Dalam hal ini pantun bermakna sebagai kritik soal atas kesamaan kita berkecimpung dalam media sosial dibandingkan dengan memperluas wawasan. Seseorang nan memahami apa itu facebook tidak segan menggunakannya sebagai kata dalam pantunnya.
Pada contoh kedua. Sang empunya pantun mengajak kita buat terus mencari informasi dan menjauhi pornografi. Ia bermaksud mengkritik pihak-pihak nan melulu mencari hal-hal berbau pornografi. Sementara pornografi sendiri merupakan hal nan dilarang.
Dalam hal ini, pada umumnya pantun merupakan wahana penyampai pesan kepada khalayak.
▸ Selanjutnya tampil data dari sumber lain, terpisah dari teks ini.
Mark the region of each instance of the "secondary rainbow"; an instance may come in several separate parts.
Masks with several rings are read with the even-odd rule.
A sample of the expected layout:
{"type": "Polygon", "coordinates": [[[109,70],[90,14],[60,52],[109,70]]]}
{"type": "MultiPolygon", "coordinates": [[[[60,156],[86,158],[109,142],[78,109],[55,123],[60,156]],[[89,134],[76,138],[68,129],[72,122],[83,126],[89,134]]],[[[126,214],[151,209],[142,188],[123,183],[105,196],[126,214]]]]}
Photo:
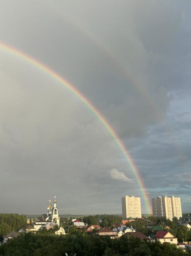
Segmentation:
{"type": "Polygon", "coordinates": [[[149,200],[147,198],[146,189],[144,187],[141,175],[136,167],[135,163],[131,157],[129,153],[126,148],[118,136],[111,126],[111,124],[106,120],[102,115],[96,109],[92,104],[72,85],[70,84],[65,79],[51,70],[49,67],[41,63],[39,61],[34,59],[30,56],[18,50],[7,45],[0,42],[0,48],[9,53],[13,54],[21,59],[24,59],[29,63],[38,68],[42,71],[48,74],[49,76],[53,77],[55,80],[61,83],[65,87],[67,88],[85,105],[95,116],[100,120],[105,128],[115,140],[116,144],[120,148],[128,165],[135,175],[136,180],[140,190],[142,194],[144,200],[145,202],[148,213],[151,213],[151,207],[149,200]]]}

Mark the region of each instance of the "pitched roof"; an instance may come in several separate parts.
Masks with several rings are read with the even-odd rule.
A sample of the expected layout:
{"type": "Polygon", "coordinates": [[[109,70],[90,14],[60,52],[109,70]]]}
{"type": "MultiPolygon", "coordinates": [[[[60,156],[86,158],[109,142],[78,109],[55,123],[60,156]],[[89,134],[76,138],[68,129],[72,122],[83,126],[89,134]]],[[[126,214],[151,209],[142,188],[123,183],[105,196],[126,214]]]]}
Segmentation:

Pada kasus penggunan kata bertema teknologi, terdapat pesan agar teknologi hendaknya dimanfaatkan sebagaimana seharusnya.
Berdasarkan gambaran di atas, setujukah Anda bila penggunaan kata-kata baik itu dalam pantun atau bentuk pengungkapan lainnya terkait erat dengan kemampuan seseorang dalam berbahasa?